Среди даров, которые религия несет человеку, имеется дар органической цельности духа. И если душа человека лишена этого дара, то это означает, что ей надлежит продолжать свое духовное очищение и что ей предстоит еще дорасти до настоящей религиозности.

Поэтому все перечисленные нами силы необходимы в религиозном опыте; и все они должны не просто «участвовать» или «соприсутствовать» в нем, но срастись в единый и целостный духовный акт.

3

Так, религиозный человек не может мириться с тем, что он верит во что-то, отвергаемое его разумом; или с тем, что разум его утверждает нечто такое, против чего восстает его вера. Если он примирится с этим, тогда он будет слабо веровать и робко мыслить; вера его будет под цензурой законно восстающего разума, а разум его будет под анафемой законно отвергающей его веры; сам же он будет вековечным изменником и предателем: то изменником своей веры, то предателем своего разума. И потому он будет – то осуждать себя за свою веру, то подавлять в себе свои разумные воззрения. Он не будет доверять ни своему разуму, ни своей вере; и кончит тем, что не будет доверять самому себе и потеряет к себе уважение.

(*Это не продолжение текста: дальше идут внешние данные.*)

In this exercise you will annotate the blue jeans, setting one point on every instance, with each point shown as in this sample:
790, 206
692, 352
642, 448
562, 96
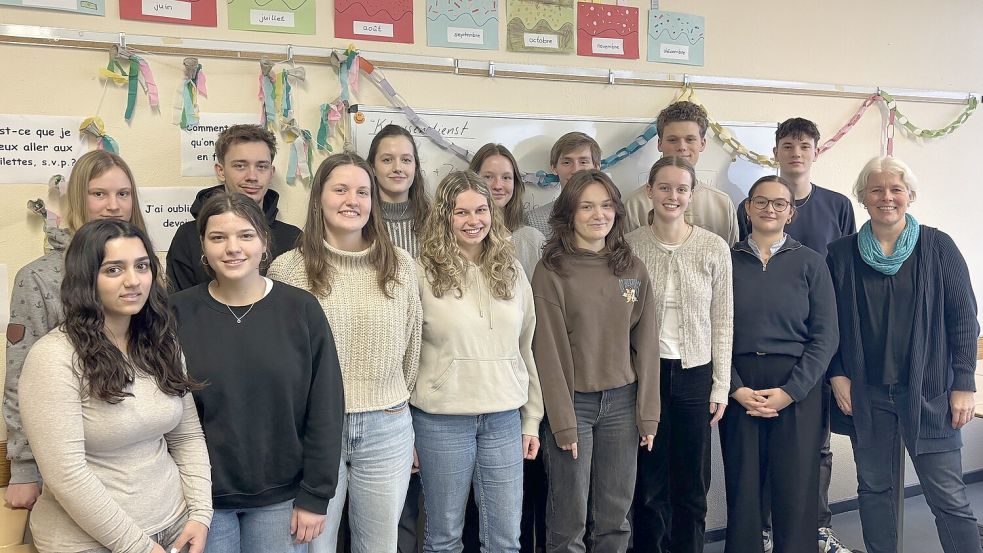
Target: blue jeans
376, 458
604, 473
460, 451
254, 530
940, 475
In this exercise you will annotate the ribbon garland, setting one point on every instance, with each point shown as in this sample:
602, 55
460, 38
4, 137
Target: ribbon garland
186, 111
95, 128
139, 76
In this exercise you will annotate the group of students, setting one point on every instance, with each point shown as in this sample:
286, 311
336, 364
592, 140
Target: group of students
404, 345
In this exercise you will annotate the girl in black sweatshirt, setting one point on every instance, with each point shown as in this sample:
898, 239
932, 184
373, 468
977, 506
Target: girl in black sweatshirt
784, 336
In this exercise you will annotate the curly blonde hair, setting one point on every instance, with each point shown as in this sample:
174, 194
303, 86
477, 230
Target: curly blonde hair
444, 264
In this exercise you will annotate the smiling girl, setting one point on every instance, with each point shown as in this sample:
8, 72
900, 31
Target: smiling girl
477, 404
266, 351
598, 357
368, 291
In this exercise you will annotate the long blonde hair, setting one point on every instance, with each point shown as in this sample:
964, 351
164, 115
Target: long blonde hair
445, 265
93, 165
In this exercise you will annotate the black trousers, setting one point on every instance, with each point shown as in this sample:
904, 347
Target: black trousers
670, 505
784, 448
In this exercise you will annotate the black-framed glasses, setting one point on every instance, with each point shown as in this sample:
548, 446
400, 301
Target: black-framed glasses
761, 203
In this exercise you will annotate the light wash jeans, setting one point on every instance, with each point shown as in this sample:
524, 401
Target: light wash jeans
254, 530
460, 451
376, 458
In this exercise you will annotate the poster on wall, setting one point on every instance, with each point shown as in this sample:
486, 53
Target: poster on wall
165, 208
607, 31
273, 16
90, 7
33, 148
378, 20
463, 24
181, 12
676, 37
542, 26
198, 141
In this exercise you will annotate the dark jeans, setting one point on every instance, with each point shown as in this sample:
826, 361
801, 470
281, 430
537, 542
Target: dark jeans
604, 471
670, 506
940, 475
784, 447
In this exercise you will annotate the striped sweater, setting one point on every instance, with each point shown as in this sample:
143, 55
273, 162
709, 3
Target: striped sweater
943, 341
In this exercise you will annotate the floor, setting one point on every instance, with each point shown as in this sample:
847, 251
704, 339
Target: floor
920, 535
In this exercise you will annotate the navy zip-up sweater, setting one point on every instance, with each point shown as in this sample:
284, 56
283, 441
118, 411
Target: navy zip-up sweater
943, 342
785, 307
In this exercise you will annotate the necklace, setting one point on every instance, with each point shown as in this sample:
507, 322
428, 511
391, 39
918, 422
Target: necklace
238, 318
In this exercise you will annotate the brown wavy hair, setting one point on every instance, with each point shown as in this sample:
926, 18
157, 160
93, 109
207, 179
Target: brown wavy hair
418, 190
445, 266
317, 258
152, 346
90, 166
563, 241
512, 213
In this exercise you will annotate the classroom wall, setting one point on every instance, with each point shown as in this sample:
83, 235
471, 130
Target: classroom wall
876, 43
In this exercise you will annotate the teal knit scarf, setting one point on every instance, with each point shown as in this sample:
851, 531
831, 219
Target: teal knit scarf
873, 255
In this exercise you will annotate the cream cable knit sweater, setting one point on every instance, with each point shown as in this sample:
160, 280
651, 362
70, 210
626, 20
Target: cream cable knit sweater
378, 338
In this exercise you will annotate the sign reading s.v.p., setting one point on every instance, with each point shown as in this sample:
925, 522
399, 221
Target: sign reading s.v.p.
35, 147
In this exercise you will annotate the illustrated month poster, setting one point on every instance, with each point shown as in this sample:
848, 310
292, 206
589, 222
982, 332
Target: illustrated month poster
463, 24
181, 12
275, 16
607, 30
379, 20
90, 7
676, 37
541, 26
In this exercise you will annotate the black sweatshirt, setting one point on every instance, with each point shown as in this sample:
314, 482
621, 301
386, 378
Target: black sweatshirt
184, 268
273, 405
785, 307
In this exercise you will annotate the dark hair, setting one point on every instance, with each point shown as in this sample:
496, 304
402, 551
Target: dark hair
512, 214
772, 178
317, 260
152, 345
796, 128
237, 134
563, 241
574, 141
672, 161
681, 112
243, 207
418, 189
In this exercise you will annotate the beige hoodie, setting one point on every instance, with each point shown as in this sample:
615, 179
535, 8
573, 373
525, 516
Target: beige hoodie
476, 355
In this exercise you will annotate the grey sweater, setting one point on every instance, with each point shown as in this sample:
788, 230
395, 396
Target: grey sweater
113, 474
35, 309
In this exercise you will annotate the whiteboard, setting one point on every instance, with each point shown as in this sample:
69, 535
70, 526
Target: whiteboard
529, 137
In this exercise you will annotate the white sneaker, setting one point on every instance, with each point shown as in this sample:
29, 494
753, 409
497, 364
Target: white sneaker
829, 543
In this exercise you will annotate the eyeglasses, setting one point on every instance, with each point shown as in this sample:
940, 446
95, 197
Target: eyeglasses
761, 203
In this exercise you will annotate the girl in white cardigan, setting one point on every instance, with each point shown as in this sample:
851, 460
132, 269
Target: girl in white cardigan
691, 280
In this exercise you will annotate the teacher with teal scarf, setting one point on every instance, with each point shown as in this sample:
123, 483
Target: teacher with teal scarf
907, 354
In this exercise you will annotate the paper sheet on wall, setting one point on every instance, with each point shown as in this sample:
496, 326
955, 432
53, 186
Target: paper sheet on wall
540, 26
33, 148
274, 16
165, 208
91, 7
676, 37
378, 20
607, 31
198, 141
463, 24
181, 12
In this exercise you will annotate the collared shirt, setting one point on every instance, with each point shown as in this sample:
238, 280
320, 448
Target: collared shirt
774, 247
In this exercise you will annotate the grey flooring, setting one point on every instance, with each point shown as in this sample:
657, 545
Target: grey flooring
920, 535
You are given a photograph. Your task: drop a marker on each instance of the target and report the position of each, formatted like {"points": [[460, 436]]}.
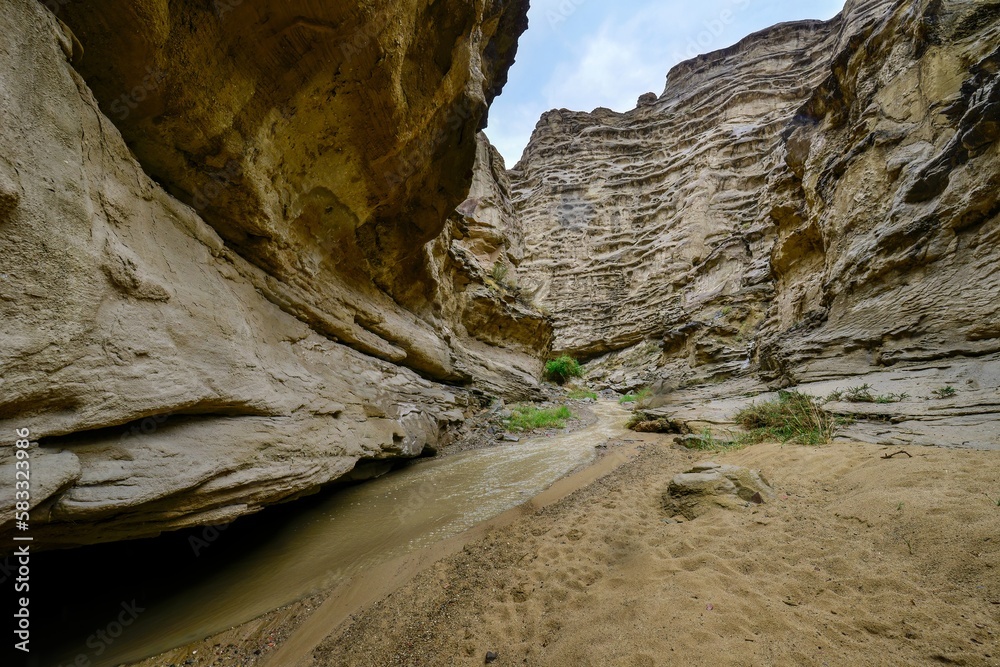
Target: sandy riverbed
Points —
{"points": [[859, 561]]}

Теория двух «параллельных», – различных или противоположных, – истин, к которой склонялись Шаррон и Монтень, психологически понятна в своем возникновении; это был компромисс, спасавший «разум» от преследования католической церкви и в то же время не порывавший окончательно с церковной догматикой; но в духовном отношении эта теория была наивна и беспомощна. Она предлагала религиозному человеку духовную шизофрению как способ жизни; или же – некий «бухгалтерский» самообман в верованиях и убеждениях. Две истины, – одна религиозная, неприемлемая для разума, а другая разумная, неприемлемая для религиозного опыта и веры, – значит ни одной истины; это означает неисцелимый раскол в духе; двоевластие, с перемирием в гражданской войне духа с самим собой. Эта гражданская война узаконялась как способ жизни: рано или поздно она разразилась бы и привела к окончательному отвержению или веры, или разума, или и веры и разума вместе.

То, чего надо добиваться, есть не просто «примирение» веры и разума или синтез их учений, а тождество веры и разума. Вера должна стать разумной верой, а разум должен стать верующим разумом.